Эта проклятая страна сосала из него все соки, она требовала его всего, но ничего не давала взамен. На него покушались, при нём устраивались бунты, его автомобиль закидывали бутылками с бензином, но он мог лишь продолжать светить улыбкой и пытаться изменить хоть что-то к лучшему. С каждым днём становилось всё хуже, он уже не отдавал себе отчёта о происходящем в государстве, проблемы возникали поминутно и требовали срочного урегулирования, и постепенно Грабис убеждался в том, что второй срок стал самой главной ошибкой в его жизни. Возможно, если бы так продолжалось ещё некоторое время, он бы отказался, сбросил с себя эту ношу, признал свою слабость.
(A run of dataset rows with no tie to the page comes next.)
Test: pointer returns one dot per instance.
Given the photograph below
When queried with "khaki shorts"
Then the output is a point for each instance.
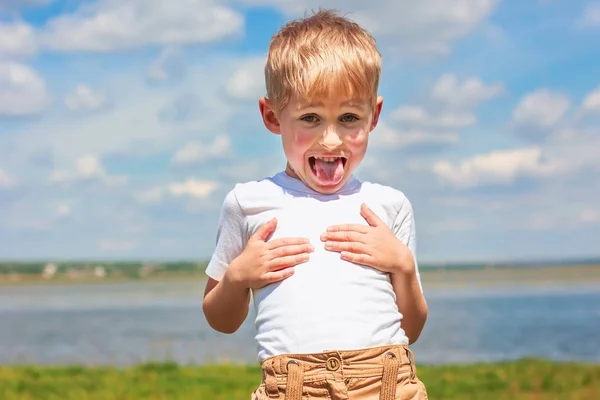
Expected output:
(379, 373)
Что он сказал советнику, что не собирается отходить в сторону и наблюдать за снарядами Рансхофена? Что не покинет тонущий на протяжении десятка лет корабль? Бред это всё! Плевать ему на страну! В ней только бремя, от которого он уже жаждет отказаться…

Нужно было уходить. Нужно было убираться, когда только почувствовал, что башня его величия начинает заваливаться. А теперь вдобавок ко всем имеющимся проблемам ему нужно выполнить условия ультиматума, в противном случае останется только задрать голову к небу и ждать избавления. У него был бункер, но в него нельзя было спрятать целую страну, даже несколько городов… при всём своём нежелании Грабис прекрасно понимал, что именно на нём лежит ответственность за полтора миллиона людей. В нём даже брезжил лучик надежды, что удачный исход партии Рансхофена поможет восстановить ему своё лицо. Быть может, это поможет людям простить его былые прегрешения?

Да, так оно и будет… Он станет национальным героем и в торжественной обстановке откажется от Президентского титула и уедет в какое-нибудь отдалённое местечко. На периферии сознания скользнула мысль сбежать прямо сейчас, но чаша весов с полуторамиллионным населением заметно перевешивала.

 

Вот только для начала нужно всего лишь выиграть в игре, о которой он не имел ни малейшего представления.

Переговорное устройство на его столе затрещало, хриплый голос осведомился, готов ли Президент к приёму арестанта. Грабис дал утвердительный ответ, занял полагающееся ему позу. Взгляд его упал на пятно, расплывающееся по стене, всё-таки зря он разбил этот стакан.